🤖 AI Summary
Large language models (LLMs) excel at long-context understanding and information localization but fundamentally lack “absence awareness”—the ability to detect explicitly missing content in documents. This work introduces AbsenceBench, the first systematic benchmark for evaluating LLMs’ capacity to identify deliberately omitted information across three domains: numeric sequences, poetry, and GitHub Pull Requests. Methodologically, we propose a contrastive reasoning framework comparing original and edited documents, evaluated via F1 score and attention attribution analysis under zero-shot settings across leading closed- and open-source models. Results reveal severe limitations: even the strongest model, Claude-3.7-Sonnet (5K-token average context), achieves only 69.6% average F1—substantially below performance on existence detection (e.g., NIAH), confirming that Transformer attention mechanisms struggle to represent implicit “gaps” absent explicit tokens. This work establishes absence awareness as a novel capability dimension and fills a critical gap in information integrity evaluation.
📝 Abstract
Large language models (LLMs) are increasingly capable of processing long inputs and locating specific information within them, as evidenced by their performance on the Needle in a Haystack (NIAH) test. However, while models excel at recalling surprising information, they still struggle to identify clearly omitted information. We introduce AbsenceBench to assesses LLMs' capacity to detect missing information across three domains: numerical sequences, poetry, and GitHub pull requests.

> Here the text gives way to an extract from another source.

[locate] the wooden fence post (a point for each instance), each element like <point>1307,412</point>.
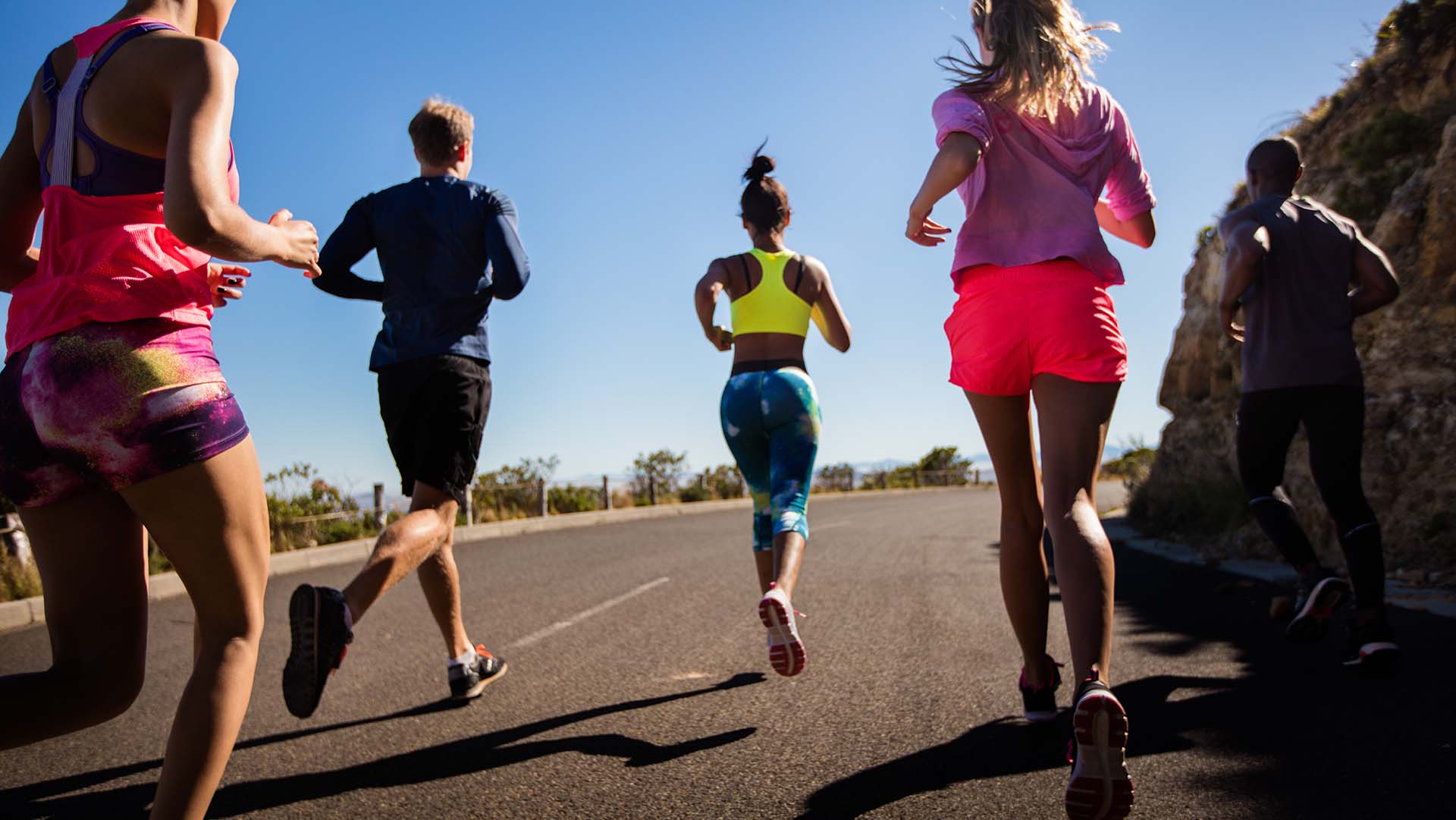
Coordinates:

AbsenceBench asks models to identify which pieces of a document were deliberately removed, given access to both the original and edited contexts. Despite the apparent straightforwardness of these tasks, our experiments reveal that even state-of-the-art models like Claude-3.7-Sonnet achieve only 69.6% F1-score with a modest average context length of 5K tokens. Our analysis suggests this poor performance stems from a fundamental limitation: Transformer attention mechanisms cannot easily attend to"gaps"in documents since these absences don't correspond to any specific keys that can be attended to. Overall, our results and analysis provide a case study of the close proximity of tasks where models are already superhuman (NIAH) and tasks where models breakdown unexpectedly (AbsenceBench).